5. Charges and Payment
5.1
All fees and charges for the Services shall be agreed in advance and paid in accordance with the invoices issued.
5.2
Any payment confirmation issued or acknowledged by the Service Provider shall not constitute acceptance of product liability, regulatory responsibility, import responsibility, or responsibility for the Client’s legal compliance.
6. Intellectual Property
6.1
All intellectual property rights relating to the Service Provider’s platforms, systems, processes, documents, materials, trademarks, content, and business tools shall remain the exclusive property of the Service Provider.
6.2
No intellectual property rights are transferred, assigned, licensed, or granted to the Client unless expressly agreed in writing by the Service Provider.
7. Confidentiality
7.1
Each Party shall keep confidential all non-public, proprietary, commercial, operational, technical, or business information received from the other Party in connection with this Agreement.
7.2
The confidentiality obligations under this Agreement shall survive termination or expiry of this Agreement for a period of five (5) years.
8. Limitation of Liability
8.1
To the maximum extent permitted by law, the Service Provider’s total cumulative liability arising out of or in connection with this Agreement shall not exceed the total fees paid by the Client to the Service Provider during the twelve (12) months immediately preceding the event giving rise to the claim.
8.2
The Service Provider shall not be liable for:
- indirect, incidental, special, punitive, or consequential losses;
- loss of profit, loss of revenue, loss of business, or loss of goodwill;
- regulatory actions, investigations, penalties, restrictions, seizures, or decisions imposed by any authority;
- customs delays, customs holds, import refusals, product detention, product seizure, or border clearance issues; or
- product defects, quality issues, labelling issues, formulation issues, manufacturing faults, or any other product-related matters originating from third-party manufacturers.
9. Termination
9.1
Either Party may terminate this Agreement by giving thirty (30) days’ prior written notice to the other Party.
9.2
This Agreement may be terminated immediately by either Party in the event of:
- a material breach of this Agreement by the other Party;
- insolvency, liquidation, bankruptcy, or similar proceedings affecting the other Party; or
- unlawful purchase, use, resale, supply, importation, distribution, or handling of the Products.
10. Governing Law and Dispute Resolution
10.1
This Agreement shall be governed by, construed, and enforced in accordance with the laws of the United Arab Emirates.
10.2
Any dispute, controversy, or claim arising out of or in connection with this Agreement, including its formation, validity, interpretation, performance, breach, termination, or enforceability, shall be finally resolved by arbitration seated in Dubai, United Arab Emirates.
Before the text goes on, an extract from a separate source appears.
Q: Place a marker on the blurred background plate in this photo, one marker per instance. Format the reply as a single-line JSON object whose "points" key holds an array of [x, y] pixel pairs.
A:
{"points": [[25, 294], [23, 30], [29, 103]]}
The arbitration shall be conducted in the English language.
11. General Provisions
11.1
This Agreement constitutes the entire agreement and understanding between the Parties with respect to its subject matter and supersedes all prior discussions, communications, representations, or agreements, whether oral or written.
11.2
No failure or delay by either Party in enforcing any provision, right, power, or remedy under this Agreement shall constitute a waiver of that provision, right, power, or remedy.
11.3
If any provision of this Agreement is held to be invalid, unlawful, or unenforceable, the remaining provisions shall remain in full force and effect. The invalid, unlawful, or unenforceable provision shall be interpreted or replaced in a manner that most closely reflects the original commercial and legal intent of the Parties.